Note, this doesn’t prevent us from representing crypto-sized numbers anywhere in the VM. Crypto math operations can still – for example – return a 32-byte X value, and that value could in turn be consumed by other crypto math operations. But the arithmetic operations should read it as any other 32-byte binary string and return an error.

emergent_reasons · May 1, 2021, 3:39pm

Thanks for your reply! I think I agree about cryptographic operations. However I want to clarify that I was talking about the potential opportunity cost of re-inventing mathematical proofs, libraries, synthetic operations (like fixed point libraries) that are all based on 256 bit numbers. What is your opinion about the size of that opportunity cost? If it is huge, then maybe using 256-bit is a good idea just for that (not to enable cryptographic operations). If it is small or doesn’t exist, then it’s a complete non-issue.
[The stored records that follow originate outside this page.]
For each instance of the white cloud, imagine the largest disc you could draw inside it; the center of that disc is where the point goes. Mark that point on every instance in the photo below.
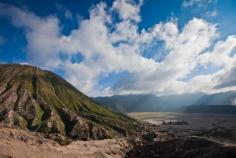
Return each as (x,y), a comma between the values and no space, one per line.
(65,11)
(198,3)
(109,46)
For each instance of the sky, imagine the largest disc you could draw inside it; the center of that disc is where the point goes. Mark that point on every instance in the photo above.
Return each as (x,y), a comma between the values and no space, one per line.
(115,47)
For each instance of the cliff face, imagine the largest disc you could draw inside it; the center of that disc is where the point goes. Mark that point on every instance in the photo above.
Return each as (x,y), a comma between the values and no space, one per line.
(38,100)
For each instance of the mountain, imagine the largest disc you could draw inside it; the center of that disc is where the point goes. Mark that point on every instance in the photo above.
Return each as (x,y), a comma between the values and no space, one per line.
(39,100)
(168,103)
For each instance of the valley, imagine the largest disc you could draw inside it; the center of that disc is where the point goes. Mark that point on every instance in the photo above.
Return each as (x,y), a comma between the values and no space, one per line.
(216,127)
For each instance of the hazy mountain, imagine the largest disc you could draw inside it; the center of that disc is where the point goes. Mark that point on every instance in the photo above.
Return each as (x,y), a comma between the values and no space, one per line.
(171,103)
(38,100)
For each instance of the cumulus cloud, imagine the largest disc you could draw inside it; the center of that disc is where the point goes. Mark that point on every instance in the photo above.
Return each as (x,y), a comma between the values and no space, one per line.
(110,45)
(198,3)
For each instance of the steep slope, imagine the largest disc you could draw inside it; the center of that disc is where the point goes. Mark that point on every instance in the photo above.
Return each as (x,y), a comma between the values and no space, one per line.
(38,100)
bitjson · May 2, 2021, 11:15pm

Ah! Well I might be overlooking something, but I think the opportunity cost goes the other way (to the disadvantage of ETH) – the rest of the world mostly uses 64-bit math such that ETH had to develop most of their 256-bit math in the various implementations. So we’d probably have an easier time with 64-bit math.

I’m maybe not familiar enough with the ETH ecosystem to know of any contract development tooling that would be useful, but I also haven’t identified any use cases where the math I need is challenging to write in BCH VM bytecode. (The primary use case I’m working on is an on-chain token sale with increasing prices per lot and some modulation based on outstanding supply. Only really needs OP_ADD and/or OP_MUL.)